The annual report on the Spanish property market by real estate market analysts R.R. de Acuña & Asociados has just been released. Considered one of the most influential annual reports on the sector, it’s not hard to see why hard pressed developers, banks, and Spanish property investors might not want to read it this year. It is unremittingly gloomy, especially with regard to the property market in coastal areas, where most holiday homes are concentrated. Long and detailed as the report is, here is a bulleted summary of the main points:
- “There are no green shoots around here,” said Fernando Rodríguez y Rodríguez de Acuña, president of the company, describing the state of the Spanish property market during a press conference introducing the report.
- At end of 2008 the supply of property for sale or under construction was 1,623,042, of which roughly 580,000 were resales, 500,000 newly built but unsold, and 470,000 under construction and nearing completion.
- Annual demand estimated as follows: 233,000 in 2008, and 218,000 in 2009.
- That means there are some 1,6 million homes on the market, whilst demand in the next few years is expected to run at around 220,000 homes. At current levels of demand it will take 6 to 7 years for the real estate sector to recover. So it could take until 2016 for the market to digest the current property glut.
- Looking at the market for holiday homes on the coast, local demand was estimated at 42,000 in 2008, expected to fall to 40,000 in 2009, whilst foreign demand for holiday homes on the coast was 21,000 in 2008, falling to 20,000 in 2009.

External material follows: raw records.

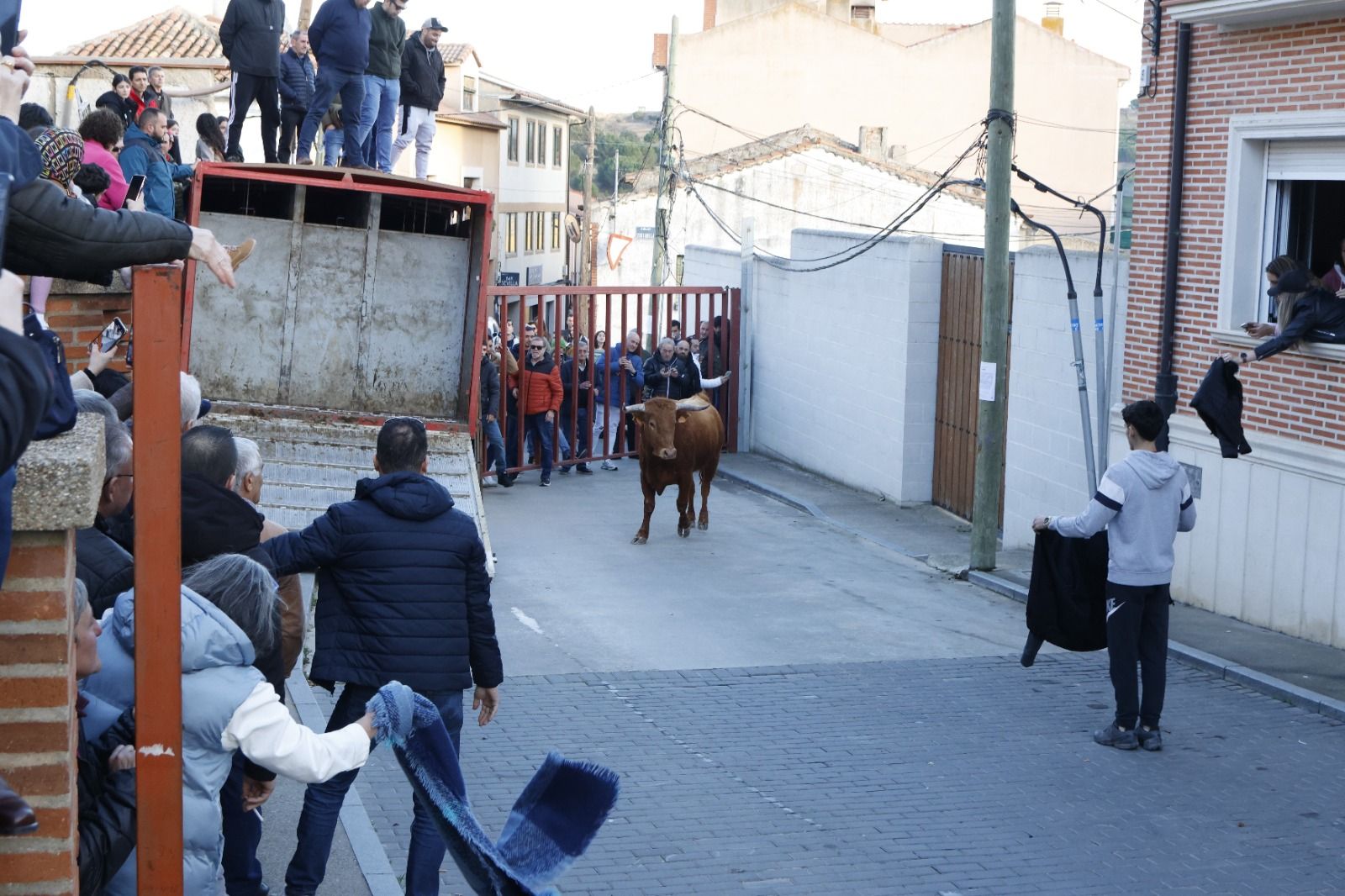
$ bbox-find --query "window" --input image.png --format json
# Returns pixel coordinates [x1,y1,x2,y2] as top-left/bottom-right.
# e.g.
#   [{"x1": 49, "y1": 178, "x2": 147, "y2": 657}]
[{"x1": 1215, "y1": 112, "x2": 1345, "y2": 339}]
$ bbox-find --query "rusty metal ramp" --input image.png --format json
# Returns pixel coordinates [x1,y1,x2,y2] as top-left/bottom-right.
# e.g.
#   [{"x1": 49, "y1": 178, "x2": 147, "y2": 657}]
[{"x1": 207, "y1": 409, "x2": 495, "y2": 576}]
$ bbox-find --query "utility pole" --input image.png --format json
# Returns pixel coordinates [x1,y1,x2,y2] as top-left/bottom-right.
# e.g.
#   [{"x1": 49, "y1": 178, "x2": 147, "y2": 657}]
[
  {"x1": 580, "y1": 106, "x2": 597, "y2": 287},
  {"x1": 650, "y1": 16, "x2": 678, "y2": 294},
  {"x1": 971, "y1": 0, "x2": 1017, "y2": 569}
]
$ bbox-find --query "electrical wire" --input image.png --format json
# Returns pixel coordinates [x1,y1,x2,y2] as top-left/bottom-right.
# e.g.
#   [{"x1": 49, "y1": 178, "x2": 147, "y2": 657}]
[{"x1": 688, "y1": 130, "x2": 987, "y2": 273}]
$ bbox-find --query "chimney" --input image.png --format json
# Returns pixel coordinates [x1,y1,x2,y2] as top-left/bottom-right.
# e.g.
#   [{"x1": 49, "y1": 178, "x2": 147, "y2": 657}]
[
  {"x1": 859, "y1": 125, "x2": 888, "y2": 161},
  {"x1": 850, "y1": 3, "x2": 878, "y2": 31},
  {"x1": 1041, "y1": 3, "x2": 1065, "y2": 38}
]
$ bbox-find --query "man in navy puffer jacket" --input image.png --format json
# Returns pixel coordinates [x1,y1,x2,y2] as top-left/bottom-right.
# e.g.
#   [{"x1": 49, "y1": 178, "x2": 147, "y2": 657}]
[{"x1": 265, "y1": 417, "x2": 504, "y2": 896}]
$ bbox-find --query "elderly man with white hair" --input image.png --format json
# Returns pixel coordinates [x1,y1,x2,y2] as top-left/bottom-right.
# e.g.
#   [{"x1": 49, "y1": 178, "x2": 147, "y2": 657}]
[{"x1": 234, "y1": 436, "x2": 307, "y2": 678}]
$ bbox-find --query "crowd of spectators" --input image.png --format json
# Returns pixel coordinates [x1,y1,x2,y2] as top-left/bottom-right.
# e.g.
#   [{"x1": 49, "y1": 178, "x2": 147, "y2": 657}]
[{"x1": 480, "y1": 315, "x2": 729, "y2": 488}]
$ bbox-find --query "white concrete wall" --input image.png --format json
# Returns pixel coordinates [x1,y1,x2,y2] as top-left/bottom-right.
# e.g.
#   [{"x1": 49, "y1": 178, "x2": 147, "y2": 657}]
[
  {"x1": 686, "y1": 230, "x2": 943, "y2": 502},
  {"x1": 1004, "y1": 248, "x2": 1127, "y2": 547},
  {"x1": 1157, "y1": 413, "x2": 1345, "y2": 647}
]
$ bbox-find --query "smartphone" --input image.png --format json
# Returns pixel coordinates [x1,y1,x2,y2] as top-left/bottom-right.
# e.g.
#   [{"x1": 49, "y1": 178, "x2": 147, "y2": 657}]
[
  {"x1": 98, "y1": 318, "x2": 126, "y2": 352},
  {"x1": 126, "y1": 175, "x2": 145, "y2": 202},
  {"x1": 0, "y1": 0, "x2": 23, "y2": 56}
]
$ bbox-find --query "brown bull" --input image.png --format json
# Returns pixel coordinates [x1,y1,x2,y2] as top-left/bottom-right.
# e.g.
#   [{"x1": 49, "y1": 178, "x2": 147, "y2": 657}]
[{"x1": 625, "y1": 393, "x2": 724, "y2": 545}]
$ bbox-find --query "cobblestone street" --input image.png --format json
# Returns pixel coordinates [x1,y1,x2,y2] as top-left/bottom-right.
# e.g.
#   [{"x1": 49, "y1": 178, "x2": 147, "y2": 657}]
[{"x1": 317, "y1": 655, "x2": 1345, "y2": 896}]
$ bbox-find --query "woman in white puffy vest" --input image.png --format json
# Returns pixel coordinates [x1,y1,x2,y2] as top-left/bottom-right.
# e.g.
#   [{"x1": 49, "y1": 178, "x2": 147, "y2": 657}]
[{"x1": 82, "y1": 554, "x2": 374, "y2": 896}]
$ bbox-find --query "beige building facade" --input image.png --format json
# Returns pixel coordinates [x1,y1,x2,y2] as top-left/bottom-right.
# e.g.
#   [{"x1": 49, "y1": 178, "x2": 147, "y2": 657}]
[{"x1": 672, "y1": 0, "x2": 1130, "y2": 231}]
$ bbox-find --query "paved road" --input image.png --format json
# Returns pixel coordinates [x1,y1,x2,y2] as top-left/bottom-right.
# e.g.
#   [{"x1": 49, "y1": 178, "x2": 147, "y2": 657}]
[{"x1": 317, "y1": 464, "x2": 1345, "y2": 896}]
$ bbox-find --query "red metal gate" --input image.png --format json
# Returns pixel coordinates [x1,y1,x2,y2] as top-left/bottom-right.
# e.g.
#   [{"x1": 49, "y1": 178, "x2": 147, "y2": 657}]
[{"x1": 477, "y1": 287, "x2": 741, "y2": 475}]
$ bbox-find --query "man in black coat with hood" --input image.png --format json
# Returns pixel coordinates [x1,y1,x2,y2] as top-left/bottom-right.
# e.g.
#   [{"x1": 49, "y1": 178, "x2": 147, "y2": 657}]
[
  {"x1": 219, "y1": 0, "x2": 285, "y2": 161},
  {"x1": 264, "y1": 417, "x2": 504, "y2": 896},
  {"x1": 393, "y1": 16, "x2": 446, "y2": 180}
]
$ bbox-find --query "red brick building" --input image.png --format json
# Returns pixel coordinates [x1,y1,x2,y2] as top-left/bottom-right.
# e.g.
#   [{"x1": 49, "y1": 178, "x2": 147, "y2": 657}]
[{"x1": 1125, "y1": 0, "x2": 1345, "y2": 646}]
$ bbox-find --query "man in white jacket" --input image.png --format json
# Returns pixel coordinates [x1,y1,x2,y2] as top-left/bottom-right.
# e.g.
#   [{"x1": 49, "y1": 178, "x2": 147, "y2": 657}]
[{"x1": 1031, "y1": 401, "x2": 1195, "y2": 751}]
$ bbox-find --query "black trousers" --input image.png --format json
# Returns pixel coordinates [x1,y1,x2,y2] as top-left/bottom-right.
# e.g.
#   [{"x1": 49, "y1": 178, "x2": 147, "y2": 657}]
[
  {"x1": 1107, "y1": 581, "x2": 1172, "y2": 728},
  {"x1": 278, "y1": 109, "x2": 308, "y2": 166},
  {"x1": 224, "y1": 71, "x2": 280, "y2": 161}
]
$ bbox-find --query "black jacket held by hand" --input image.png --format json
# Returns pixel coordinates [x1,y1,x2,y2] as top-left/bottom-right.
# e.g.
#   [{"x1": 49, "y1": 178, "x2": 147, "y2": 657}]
[
  {"x1": 1027, "y1": 529, "x2": 1107, "y2": 651},
  {"x1": 1190, "y1": 355, "x2": 1253, "y2": 457},
  {"x1": 262, "y1": 472, "x2": 504, "y2": 693}
]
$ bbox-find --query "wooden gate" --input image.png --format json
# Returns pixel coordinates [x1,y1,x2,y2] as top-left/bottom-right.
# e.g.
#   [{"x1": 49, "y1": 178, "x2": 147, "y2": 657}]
[{"x1": 933, "y1": 246, "x2": 1013, "y2": 520}]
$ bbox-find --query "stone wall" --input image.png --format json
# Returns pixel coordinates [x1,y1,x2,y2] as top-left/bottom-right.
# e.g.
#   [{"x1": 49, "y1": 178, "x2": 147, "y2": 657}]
[{"x1": 0, "y1": 414, "x2": 103, "y2": 896}]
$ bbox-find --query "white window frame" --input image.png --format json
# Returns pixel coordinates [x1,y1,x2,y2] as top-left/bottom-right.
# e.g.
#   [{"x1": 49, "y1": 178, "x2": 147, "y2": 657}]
[{"x1": 1213, "y1": 112, "x2": 1345, "y2": 361}]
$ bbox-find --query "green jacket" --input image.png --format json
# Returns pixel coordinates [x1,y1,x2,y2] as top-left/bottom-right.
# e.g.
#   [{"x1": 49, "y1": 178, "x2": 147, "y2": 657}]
[{"x1": 365, "y1": 3, "x2": 406, "y2": 81}]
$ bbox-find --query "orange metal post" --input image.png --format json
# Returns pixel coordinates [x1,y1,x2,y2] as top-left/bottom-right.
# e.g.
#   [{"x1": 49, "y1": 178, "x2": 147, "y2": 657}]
[{"x1": 133, "y1": 268, "x2": 183, "y2": 896}]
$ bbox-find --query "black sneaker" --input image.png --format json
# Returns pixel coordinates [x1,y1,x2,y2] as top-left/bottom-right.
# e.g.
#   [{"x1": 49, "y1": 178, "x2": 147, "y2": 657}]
[{"x1": 1094, "y1": 723, "x2": 1139, "y2": 750}]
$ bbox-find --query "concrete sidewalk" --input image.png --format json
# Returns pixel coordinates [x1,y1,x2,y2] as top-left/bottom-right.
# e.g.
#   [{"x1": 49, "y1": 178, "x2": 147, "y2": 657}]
[{"x1": 720, "y1": 453, "x2": 1345, "y2": 721}]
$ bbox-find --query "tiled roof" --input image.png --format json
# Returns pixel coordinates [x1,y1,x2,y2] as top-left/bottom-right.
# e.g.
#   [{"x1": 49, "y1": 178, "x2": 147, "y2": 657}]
[
  {"x1": 439, "y1": 43, "x2": 482, "y2": 66},
  {"x1": 435, "y1": 112, "x2": 509, "y2": 130},
  {"x1": 62, "y1": 7, "x2": 223, "y2": 59}
]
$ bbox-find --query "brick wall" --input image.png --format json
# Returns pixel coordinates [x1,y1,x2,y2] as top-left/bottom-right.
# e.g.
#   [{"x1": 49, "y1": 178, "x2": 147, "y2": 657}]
[
  {"x1": 35, "y1": 276, "x2": 132, "y2": 372},
  {"x1": 0, "y1": 530, "x2": 78, "y2": 896},
  {"x1": 1125, "y1": 18, "x2": 1345, "y2": 448}
]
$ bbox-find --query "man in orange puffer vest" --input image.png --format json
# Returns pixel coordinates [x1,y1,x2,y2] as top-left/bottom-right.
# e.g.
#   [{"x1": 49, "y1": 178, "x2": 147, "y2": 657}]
[{"x1": 509, "y1": 334, "x2": 565, "y2": 486}]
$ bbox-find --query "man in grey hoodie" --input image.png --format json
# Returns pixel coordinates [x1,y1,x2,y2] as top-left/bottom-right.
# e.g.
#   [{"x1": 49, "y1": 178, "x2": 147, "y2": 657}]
[{"x1": 1031, "y1": 401, "x2": 1195, "y2": 751}]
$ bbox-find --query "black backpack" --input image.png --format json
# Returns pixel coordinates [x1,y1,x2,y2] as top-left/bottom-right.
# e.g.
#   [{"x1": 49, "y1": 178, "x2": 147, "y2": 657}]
[{"x1": 23, "y1": 315, "x2": 78, "y2": 439}]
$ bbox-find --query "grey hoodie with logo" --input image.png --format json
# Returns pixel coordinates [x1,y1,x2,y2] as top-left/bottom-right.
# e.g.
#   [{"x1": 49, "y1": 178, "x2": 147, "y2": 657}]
[{"x1": 1051, "y1": 451, "x2": 1195, "y2": 585}]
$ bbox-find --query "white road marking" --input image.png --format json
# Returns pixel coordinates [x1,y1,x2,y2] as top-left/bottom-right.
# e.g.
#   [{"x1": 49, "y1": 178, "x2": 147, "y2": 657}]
[{"x1": 509, "y1": 607, "x2": 542, "y2": 635}]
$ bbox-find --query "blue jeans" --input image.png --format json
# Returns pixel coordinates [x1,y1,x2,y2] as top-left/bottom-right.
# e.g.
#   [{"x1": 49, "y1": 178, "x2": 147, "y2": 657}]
[
  {"x1": 219, "y1": 751, "x2": 261, "y2": 896},
  {"x1": 523, "y1": 413, "x2": 551, "y2": 479},
  {"x1": 482, "y1": 414, "x2": 504, "y2": 472},
  {"x1": 323, "y1": 128, "x2": 345, "y2": 168},
  {"x1": 359, "y1": 76, "x2": 402, "y2": 173},
  {"x1": 298, "y1": 63, "x2": 365, "y2": 164},
  {"x1": 285, "y1": 685, "x2": 462, "y2": 896}
]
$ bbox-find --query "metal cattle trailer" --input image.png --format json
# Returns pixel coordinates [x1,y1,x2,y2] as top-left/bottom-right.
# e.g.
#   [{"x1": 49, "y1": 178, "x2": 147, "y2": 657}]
[{"x1": 182, "y1": 163, "x2": 493, "y2": 571}]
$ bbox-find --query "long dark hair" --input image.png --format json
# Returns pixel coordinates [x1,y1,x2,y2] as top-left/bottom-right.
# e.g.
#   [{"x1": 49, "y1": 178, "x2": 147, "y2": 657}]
[{"x1": 197, "y1": 112, "x2": 224, "y2": 159}]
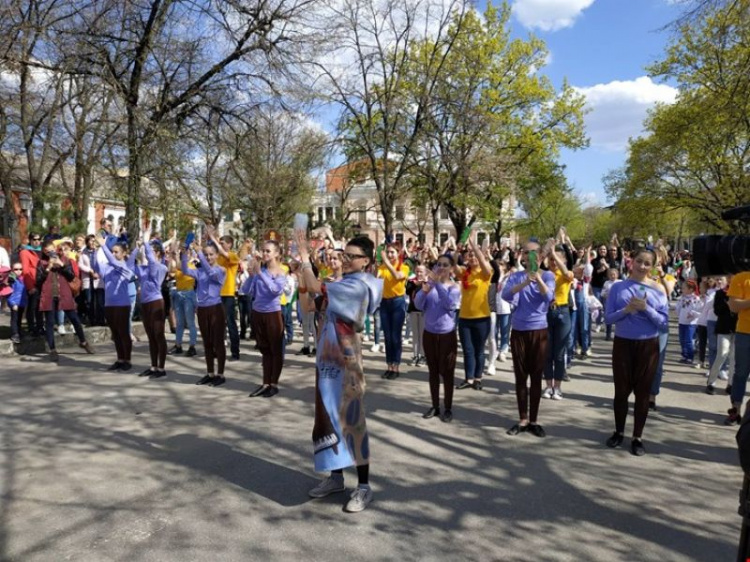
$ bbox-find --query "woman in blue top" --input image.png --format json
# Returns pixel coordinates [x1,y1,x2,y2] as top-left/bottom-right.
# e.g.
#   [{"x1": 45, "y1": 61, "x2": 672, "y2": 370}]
[
  {"x1": 604, "y1": 248, "x2": 669, "y2": 456},
  {"x1": 296, "y1": 231, "x2": 383, "y2": 512},
  {"x1": 414, "y1": 255, "x2": 461, "y2": 422},
  {"x1": 180, "y1": 245, "x2": 227, "y2": 386},
  {"x1": 136, "y1": 231, "x2": 167, "y2": 379},
  {"x1": 93, "y1": 234, "x2": 136, "y2": 371}
]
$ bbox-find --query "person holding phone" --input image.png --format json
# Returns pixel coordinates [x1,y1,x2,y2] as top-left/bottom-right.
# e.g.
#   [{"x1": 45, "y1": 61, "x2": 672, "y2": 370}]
[
  {"x1": 456, "y1": 233, "x2": 492, "y2": 390},
  {"x1": 502, "y1": 241, "x2": 555, "y2": 437},
  {"x1": 604, "y1": 248, "x2": 669, "y2": 456}
]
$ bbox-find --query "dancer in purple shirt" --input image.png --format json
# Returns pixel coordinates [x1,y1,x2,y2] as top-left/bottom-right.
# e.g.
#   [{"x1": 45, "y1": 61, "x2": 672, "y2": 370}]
[
  {"x1": 93, "y1": 234, "x2": 136, "y2": 372},
  {"x1": 414, "y1": 255, "x2": 461, "y2": 422},
  {"x1": 604, "y1": 248, "x2": 669, "y2": 456},
  {"x1": 136, "y1": 231, "x2": 167, "y2": 379},
  {"x1": 181, "y1": 246, "x2": 227, "y2": 386},
  {"x1": 502, "y1": 238, "x2": 555, "y2": 437}
]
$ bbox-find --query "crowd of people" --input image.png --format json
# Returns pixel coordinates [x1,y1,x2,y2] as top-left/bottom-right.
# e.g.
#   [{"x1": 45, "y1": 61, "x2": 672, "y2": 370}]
[{"x1": 0, "y1": 219, "x2": 750, "y2": 512}]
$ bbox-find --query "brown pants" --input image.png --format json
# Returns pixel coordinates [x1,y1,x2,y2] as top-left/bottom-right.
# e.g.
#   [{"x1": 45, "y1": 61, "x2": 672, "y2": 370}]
[
  {"x1": 141, "y1": 299, "x2": 167, "y2": 369},
  {"x1": 196, "y1": 303, "x2": 227, "y2": 375},
  {"x1": 250, "y1": 310, "x2": 284, "y2": 385},
  {"x1": 422, "y1": 330, "x2": 458, "y2": 410},
  {"x1": 612, "y1": 336, "x2": 659, "y2": 437},
  {"x1": 104, "y1": 306, "x2": 133, "y2": 363},
  {"x1": 510, "y1": 329, "x2": 548, "y2": 423}
]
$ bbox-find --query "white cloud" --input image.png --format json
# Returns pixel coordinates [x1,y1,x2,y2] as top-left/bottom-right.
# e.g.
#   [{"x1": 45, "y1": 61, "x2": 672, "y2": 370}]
[
  {"x1": 513, "y1": 0, "x2": 595, "y2": 31},
  {"x1": 576, "y1": 76, "x2": 677, "y2": 152}
]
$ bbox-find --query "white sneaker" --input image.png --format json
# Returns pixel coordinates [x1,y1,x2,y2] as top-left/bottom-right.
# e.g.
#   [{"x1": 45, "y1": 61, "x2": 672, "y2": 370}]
[
  {"x1": 307, "y1": 476, "x2": 346, "y2": 496},
  {"x1": 344, "y1": 487, "x2": 372, "y2": 513}
]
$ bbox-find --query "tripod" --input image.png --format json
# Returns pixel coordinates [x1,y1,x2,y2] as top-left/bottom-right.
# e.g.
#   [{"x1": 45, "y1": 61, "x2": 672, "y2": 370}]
[{"x1": 737, "y1": 475, "x2": 750, "y2": 562}]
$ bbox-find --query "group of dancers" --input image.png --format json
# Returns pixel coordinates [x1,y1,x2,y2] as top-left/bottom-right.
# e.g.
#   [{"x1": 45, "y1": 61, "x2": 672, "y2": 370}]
[{"x1": 10, "y1": 220, "x2": 750, "y2": 512}]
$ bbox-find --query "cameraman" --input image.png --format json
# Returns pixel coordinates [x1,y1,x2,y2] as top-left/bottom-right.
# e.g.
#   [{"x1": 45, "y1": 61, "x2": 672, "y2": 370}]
[{"x1": 724, "y1": 271, "x2": 750, "y2": 425}]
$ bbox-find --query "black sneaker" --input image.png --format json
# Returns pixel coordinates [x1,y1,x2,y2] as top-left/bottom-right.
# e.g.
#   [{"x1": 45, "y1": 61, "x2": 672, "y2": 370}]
[
  {"x1": 607, "y1": 431, "x2": 623, "y2": 449},
  {"x1": 526, "y1": 423, "x2": 547, "y2": 437}
]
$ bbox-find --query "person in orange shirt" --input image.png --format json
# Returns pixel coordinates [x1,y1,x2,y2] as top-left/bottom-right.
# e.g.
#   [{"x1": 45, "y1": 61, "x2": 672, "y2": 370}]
[
  {"x1": 206, "y1": 227, "x2": 240, "y2": 361},
  {"x1": 457, "y1": 232, "x2": 492, "y2": 390},
  {"x1": 378, "y1": 245, "x2": 409, "y2": 380}
]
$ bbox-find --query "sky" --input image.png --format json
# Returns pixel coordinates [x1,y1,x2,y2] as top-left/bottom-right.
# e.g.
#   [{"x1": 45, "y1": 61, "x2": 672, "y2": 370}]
[{"x1": 512, "y1": 0, "x2": 684, "y2": 206}]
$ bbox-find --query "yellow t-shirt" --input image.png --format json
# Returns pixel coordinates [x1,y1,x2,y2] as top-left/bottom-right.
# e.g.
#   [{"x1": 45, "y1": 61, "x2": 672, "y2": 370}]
[
  {"x1": 378, "y1": 263, "x2": 409, "y2": 299},
  {"x1": 174, "y1": 263, "x2": 195, "y2": 291},
  {"x1": 216, "y1": 252, "x2": 240, "y2": 297},
  {"x1": 555, "y1": 268, "x2": 573, "y2": 306},
  {"x1": 458, "y1": 268, "x2": 492, "y2": 320},
  {"x1": 727, "y1": 271, "x2": 750, "y2": 334}
]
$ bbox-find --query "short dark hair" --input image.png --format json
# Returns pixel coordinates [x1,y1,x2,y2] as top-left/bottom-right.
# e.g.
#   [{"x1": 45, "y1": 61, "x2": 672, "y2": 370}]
[{"x1": 346, "y1": 236, "x2": 375, "y2": 263}]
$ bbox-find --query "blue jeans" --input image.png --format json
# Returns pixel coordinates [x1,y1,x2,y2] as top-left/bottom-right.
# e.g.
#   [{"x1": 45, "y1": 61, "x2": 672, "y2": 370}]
[
  {"x1": 458, "y1": 316, "x2": 492, "y2": 381},
  {"x1": 380, "y1": 297, "x2": 406, "y2": 365},
  {"x1": 495, "y1": 314, "x2": 510, "y2": 353},
  {"x1": 732, "y1": 332, "x2": 750, "y2": 409},
  {"x1": 651, "y1": 328, "x2": 669, "y2": 396},
  {"x1": 570, "y1": 291, "x2": 591, "y2": 353},
  {"x1": 544, "y1": 306, "x2": 570, "y2": 381},
  {"x1": 680, "y1": 324, "x2": 695, "y2": 361},
  {"x1": 172, "y1": 291, "x2": 198, "y2": 347},
  {"x1": 221, "y1": 297, "x2": 240, "y2": 357}
]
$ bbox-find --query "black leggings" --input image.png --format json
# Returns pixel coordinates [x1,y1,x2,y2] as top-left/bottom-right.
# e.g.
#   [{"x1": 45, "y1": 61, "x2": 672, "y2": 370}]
[
  {"x1": 612, "y1": 336, "x2": 659, "y2": 437},
  {"x1": 141, "y1": 299, "x2": 167, "y2": 370},
  {"x1": 104, "y1": 305, "x2": 133, "y2": 363},
  {"x1": 197, "y1": 303, "x2": 227, "y2": 376},
  {"x1": 422, "y1": 330, "x2": 458, "y2": 410}
]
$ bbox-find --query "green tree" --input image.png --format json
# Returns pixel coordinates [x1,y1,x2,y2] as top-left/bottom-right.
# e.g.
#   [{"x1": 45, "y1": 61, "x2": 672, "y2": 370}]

- The report singles out the coast as one of the areas with the biggest glut of property, and therefore the biggest problem that will take the longest to resolve.
- Higher priced market segments are also a problem; more expensive market segments are expected to take more than 6 years to clear, compared to 3 years or less at the cheaper end.
- The only way developers and banks will get rid of the glut of property in the medium term is selling at a loss.
- After falling 1.83% in 2008, overall prices will fall 9.55% in 2009, 9.32% in 2010, and 4.81% in 2011, a cumulative fall of just under 25.5% in nominal terms.
- After falling 3.32% in 2008, coastal prices will fall 11.28% in 2009, 7.98% in 2010, and 4.31% in 2011, a cumulative fall of 27% in nominal terms.
- Housing starts will fall to between 50,000 and 75,000 a year in the next few years, down from more than 700,000 in 2005. “The market situation doesn’t justify more building, and anyway the banks won’t lend money to build something that won’t sell,” said Fernando Rodríguez y Rodríguez de Acuña.
- Thanks to long lead times in the construction business, the full economic impact of the collapse in residential construction is yet to be felt. The darkest hour for the Spanish economy will come in the second half of 2010, when unemployment could reach 25%.
- Developers will go out of business in greatest numbers during 2010 and 2011. “It gets increasingly harder for developers to refinance with assets they either can’t sell or which are already mortgaged, and are increasingly devalued,” said Fernando Rodríguez y Rodríguez de Acuña, who predicts that 75% of developers will be wiped out in the next 5 years by a combination of too much debt, the market slump, and “bad management”.
- Recovery won’t come until 2013, by which time the sector will be just half the size it used to be, if that.